The Jazz.com Blog
June 12, 2008 · 0 comments
A Fitting Memorial for Eddie Harris
Jazz.com is delighted to introduce a new contributor, Neil Tesser, a leading jazz critic and broadcaster for more than three decades. Tesser has written for Rolling Stone, The New York Times, Jazziz and Jazz Times, among other periodicals, and was the first jazz critic for USA Today. Neil's liner notes have appeared on more than 300 releases, and he earned a Grammy nomination for his essay accompanying the Stan Getz box set Girl from Ipanema: The Bossa Nova Years. Below he shares his commentary on a recent gathering to unveil a new memorial stone and resting place for the late tenorist Eddie Harris.
On May 31, on the first really warm weekend of the year in Chicago, about 25 people gathered at a medium-sized cemetery on the south side of Chicago to celebrate Eddie Harris. Not that any of us who knew Eddie – or anyone else who just loved his music – ever needs an excuse to celebrate: with its contagious rhythms and unique technique, its glittering melodies and funky soul, Harris’s music is a celebration all its own. And for those who knew him offstage and remember his lacerating wit and tribal-elder advice, his presence still serves to counsel and advise. I don’t think a week has gone by since his death (in 1996, at the age of only 62) that I haven’t missed our conversations.
But this time, the occasion for remembrance was the unveiling of an elegant memorial stone to mark Eddie’s new resting place: a vault to which his remains had been moved, earlier that morning, from its crypt elsewhere on the grounds. The stone sits on a little rise at the Oak Woods Cemetery, 1035 E. 67th Street, maybe ten miles south of the city center: from the front office you walk toward a pathway named Sunrise within the cemetery, and it’s just ahead and to your left. Technically it is a mausoleum, since the body is above ground; but when I hear that word I think of a tomb as large as a small house, with pillars and an entranceway, and that image doesn’t really fit the smaller (and far more tasteful) medium-gray resting place.

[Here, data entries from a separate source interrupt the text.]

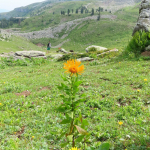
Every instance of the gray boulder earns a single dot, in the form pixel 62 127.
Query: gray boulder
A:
pixel 147 48
pixel 30 54
pixel 143 22
pixel 85 59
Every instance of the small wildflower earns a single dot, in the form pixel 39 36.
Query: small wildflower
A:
pixel 120 122
pixel 72 66
pixel 74 148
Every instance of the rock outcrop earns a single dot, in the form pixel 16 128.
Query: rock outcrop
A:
pixel 143 22
pixel 24 54
pixel 98 48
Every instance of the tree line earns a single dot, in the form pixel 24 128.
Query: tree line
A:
pixel 6 23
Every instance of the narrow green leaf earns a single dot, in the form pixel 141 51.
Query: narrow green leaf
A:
pixel 63 144
pixel 81 131
pixel 104 146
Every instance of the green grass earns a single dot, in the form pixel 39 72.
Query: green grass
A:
pixel 17 44
pixel 111 90
pixel 107 33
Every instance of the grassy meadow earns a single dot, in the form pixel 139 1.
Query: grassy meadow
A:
pixel 117 102
pixel 117 90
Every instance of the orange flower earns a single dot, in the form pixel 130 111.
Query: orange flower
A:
pixel 72 66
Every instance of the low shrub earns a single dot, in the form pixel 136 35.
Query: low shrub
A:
pixel 21 62
pixel 138 43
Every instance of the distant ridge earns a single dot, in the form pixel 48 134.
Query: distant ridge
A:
pixel 3 10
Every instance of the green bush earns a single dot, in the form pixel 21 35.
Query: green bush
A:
pixel 92 50
pixel 21 62
pixel 138 43
pixel 73 56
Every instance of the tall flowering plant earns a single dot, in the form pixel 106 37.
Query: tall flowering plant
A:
pixel 74 123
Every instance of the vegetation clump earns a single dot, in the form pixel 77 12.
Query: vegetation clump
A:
pixel 138 43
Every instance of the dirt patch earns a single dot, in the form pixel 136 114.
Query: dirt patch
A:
pixel 44 88
pixel 39 44
pixel 24 93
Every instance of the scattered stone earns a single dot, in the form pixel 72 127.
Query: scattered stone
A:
pixel 98 48
pixel 85 59
pixel 30 54
pixel 62 50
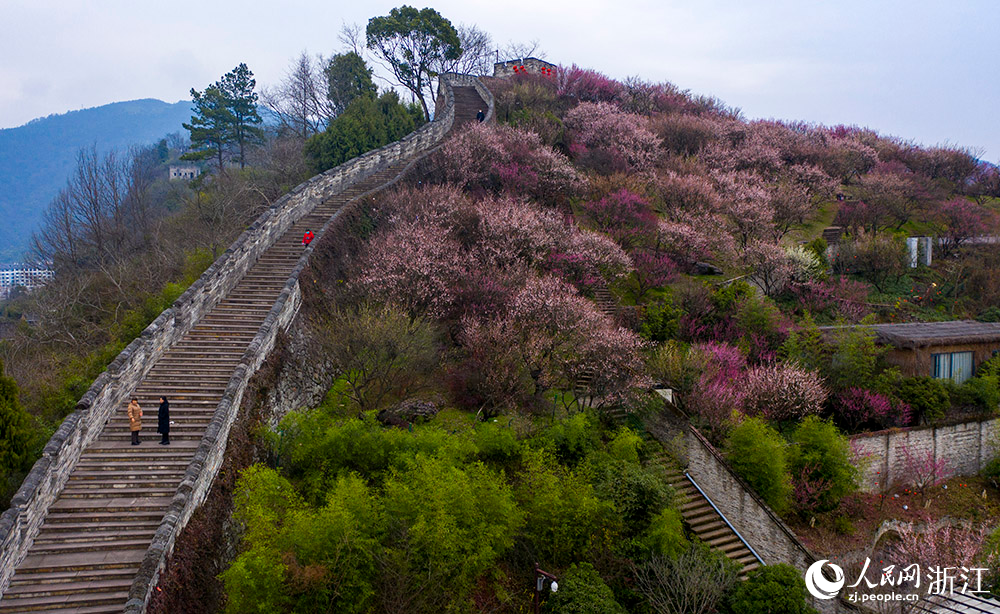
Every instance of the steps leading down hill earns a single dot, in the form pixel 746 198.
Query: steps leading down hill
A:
pixel 705 521
pixel 97 532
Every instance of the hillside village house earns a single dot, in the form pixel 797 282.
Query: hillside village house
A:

Eddie himself would have appreciated the fact that they used a word correct in its definition, but I’m guessing he would also have giggled at the use of such a high-falutin’ name.
The ceremony had been organized by Sally Harris (his widow) and his daughters, and the loosely structured proceedings had that easy lope that typifies both Eddie’s music and social events in Chicago’s African-American community. (No surprise there: Harris grew up on the south side of Chicago, where he lived here until the 1960s, when he moved to California.) At about the time the ceremony was to have started, workmen brought out a portable sound system, and a tinny reproduction of Eddie’s music began to fill the area – “Listen Here!”, “Hey Wado,” “Freedom Jazz Dance” – as a local disc jockey offered desultory commentary. The official event began about 30 minutes past its scheduled start, after various old friends had made their way to the velvet-draped temporary seating area. Journalists and unaffiliated onlookers were noticeably absent.

Eddie’s younger daughter welcomed the attendees, accompanied by the granddaughter Eddie never met (but whose impish behavior suggested that Eddie’s spirit has indeed been passed to future generations); a minister spoke; and then comments were solicited. Here came an older gentleman, in a worn, old-fashioned medium-blue suit and a small straw Borsalino hat, who’d known Eddie when both worked for the postal service in the 1950s; as he spoke about those days, he held the microphone stiffly in his hand, far from his mouth – as if it were a scepter that conferred upon him the right to speak, rather than a device for amplification. Redd Holt, the longtime Chicago drummer, and his wife both came up; they had worked and partied with Eddie and his wife before the Harrises moved to California, and they sketched a lovely portrait of the jazz life back then. The disc jockey, Gil Daspit, said the sort of things that disc jockeys say. Deep emotion won out over artful expression, and no one seemed to mind.
When they had all finished, Sally Harris spoke movingly about her husband, and thanked the assembled for their kindness, and then they pulled away the cloth covering the stone to unveil its craftsmanship. On the left, the inscription marking Eddie Harris’s final resting place; next to it, on the right, his widow’s name carved and waiting; and along the top and bottom, an exquisite embroidery of musical staff lines revealing the musical notation for “Freedom Jazz Dance.” Like the rest of the event, and like Eddie himself, it hit all the right notes.
This blog entry posted by Neil Tesser.